Les héritiers de Thierry Le Luron ont attaqué en justice Jacques Pessis, Philippe Vandel et Radio-France, ainsi que Le Nouvel Observateur, qui avait repris sur son site Internet les affirmations du journaliste, et France Dimanche.

«Le scoop c'est qu'il n'y a pas d'assurance-vie», a déclaré Me Cantier en fin d'audience, alors que le tribunal examinait les poursuites contre France Dimanche.
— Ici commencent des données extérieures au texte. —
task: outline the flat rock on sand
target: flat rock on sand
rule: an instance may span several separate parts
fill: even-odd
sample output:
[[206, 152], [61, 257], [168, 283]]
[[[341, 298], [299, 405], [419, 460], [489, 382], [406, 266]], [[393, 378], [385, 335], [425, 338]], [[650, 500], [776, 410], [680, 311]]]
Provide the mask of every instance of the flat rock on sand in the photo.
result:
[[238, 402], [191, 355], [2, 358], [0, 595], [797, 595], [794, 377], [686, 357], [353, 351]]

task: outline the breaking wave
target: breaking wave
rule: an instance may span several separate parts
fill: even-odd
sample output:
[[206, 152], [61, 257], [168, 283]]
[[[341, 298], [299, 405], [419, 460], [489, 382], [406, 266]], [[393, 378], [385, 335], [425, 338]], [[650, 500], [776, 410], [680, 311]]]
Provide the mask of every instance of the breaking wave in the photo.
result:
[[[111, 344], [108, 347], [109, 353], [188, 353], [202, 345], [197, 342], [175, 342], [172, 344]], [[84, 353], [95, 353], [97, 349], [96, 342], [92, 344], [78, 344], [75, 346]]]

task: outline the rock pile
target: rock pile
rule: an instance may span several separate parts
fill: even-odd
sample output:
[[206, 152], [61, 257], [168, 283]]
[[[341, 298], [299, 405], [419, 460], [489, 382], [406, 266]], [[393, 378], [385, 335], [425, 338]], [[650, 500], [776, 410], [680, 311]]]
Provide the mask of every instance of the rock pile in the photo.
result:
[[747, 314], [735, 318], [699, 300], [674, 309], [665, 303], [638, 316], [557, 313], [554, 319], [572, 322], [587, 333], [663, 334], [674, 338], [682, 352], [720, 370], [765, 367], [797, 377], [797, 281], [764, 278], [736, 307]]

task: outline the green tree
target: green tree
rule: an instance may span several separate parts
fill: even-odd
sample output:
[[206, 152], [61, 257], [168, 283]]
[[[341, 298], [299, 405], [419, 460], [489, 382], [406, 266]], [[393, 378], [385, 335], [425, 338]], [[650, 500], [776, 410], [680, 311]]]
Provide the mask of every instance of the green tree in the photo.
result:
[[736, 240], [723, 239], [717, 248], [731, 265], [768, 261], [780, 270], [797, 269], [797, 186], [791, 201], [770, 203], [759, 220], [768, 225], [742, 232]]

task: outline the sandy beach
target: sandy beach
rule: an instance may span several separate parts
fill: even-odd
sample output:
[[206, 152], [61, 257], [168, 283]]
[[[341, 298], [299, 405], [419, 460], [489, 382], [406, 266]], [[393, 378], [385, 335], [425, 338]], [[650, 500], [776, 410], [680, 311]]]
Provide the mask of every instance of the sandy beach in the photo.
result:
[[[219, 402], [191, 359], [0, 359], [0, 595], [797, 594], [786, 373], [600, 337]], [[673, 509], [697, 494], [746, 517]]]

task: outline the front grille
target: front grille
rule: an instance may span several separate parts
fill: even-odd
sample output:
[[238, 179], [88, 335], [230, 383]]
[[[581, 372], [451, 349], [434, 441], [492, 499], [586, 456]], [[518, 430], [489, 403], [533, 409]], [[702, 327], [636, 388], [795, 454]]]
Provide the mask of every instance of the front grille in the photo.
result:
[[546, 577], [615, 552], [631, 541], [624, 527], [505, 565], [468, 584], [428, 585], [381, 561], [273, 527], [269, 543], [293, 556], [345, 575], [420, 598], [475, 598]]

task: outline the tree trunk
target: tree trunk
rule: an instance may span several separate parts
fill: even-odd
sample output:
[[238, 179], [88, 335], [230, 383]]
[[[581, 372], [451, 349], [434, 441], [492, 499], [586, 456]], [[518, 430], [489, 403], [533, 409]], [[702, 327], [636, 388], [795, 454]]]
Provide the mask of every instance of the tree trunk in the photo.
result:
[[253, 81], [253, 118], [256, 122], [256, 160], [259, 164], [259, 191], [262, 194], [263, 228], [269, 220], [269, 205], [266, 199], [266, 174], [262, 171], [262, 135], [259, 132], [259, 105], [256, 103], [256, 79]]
Les parents de Thierry Le Luron «n'ont bénéficié d'aucune assurance-vie, il n'y a pas d'assurance-vie», a-t-il martelé.

«Atteinte à son honneur» 

«Dire de lui qu'il a voulu pour de sordides questions d'argent cacher sa maladie, c'est porter atteinte à son honneur et sa considération", a fait valoir Me Cantier.

Pour que la diffamation à la mémoire d'une personne décédée soit constituée, la loi prévoit qu'il faut que soit établie «l'intention de porter atteinte à l'honneur ou à la considération des héritiers, époux ou légataires universels vivants».

Jacques Pessis, absent à l’audience

L'avocat estime que les parents de l'humoriste, décédés en 2009 et 2012, sont désignés comme les «receleurs» de la «tromperie» qui est imputée à l'imitateur décédé en 1986.

 

Mais pour ses contradicteurs, qui appuyés par la position du parquet, ont plaidé la relaxe, à aucun moment il n'est dit que les parents étaient au courant.

 

"Il ne leur est pas imputé d'avoir participé à ce mensonge", a plaidé l'avocate de France Dimanche, qui a par ailleurs fait observer que l'"on voit mal comment Thierry Le Luron aurait pu mentir sur la raison de son décès".

 

Absent à l'audience, Jacques Pessis «ne comprend pas la nature de cette action», a dit à l'AFP son avocate Me Amélie Tripet, «pour lui c'est une preuve de générosité à l'égard de ses parents» qu'il évoquait. Le tribunal a mis sa décision en délibéré au 26 septembre.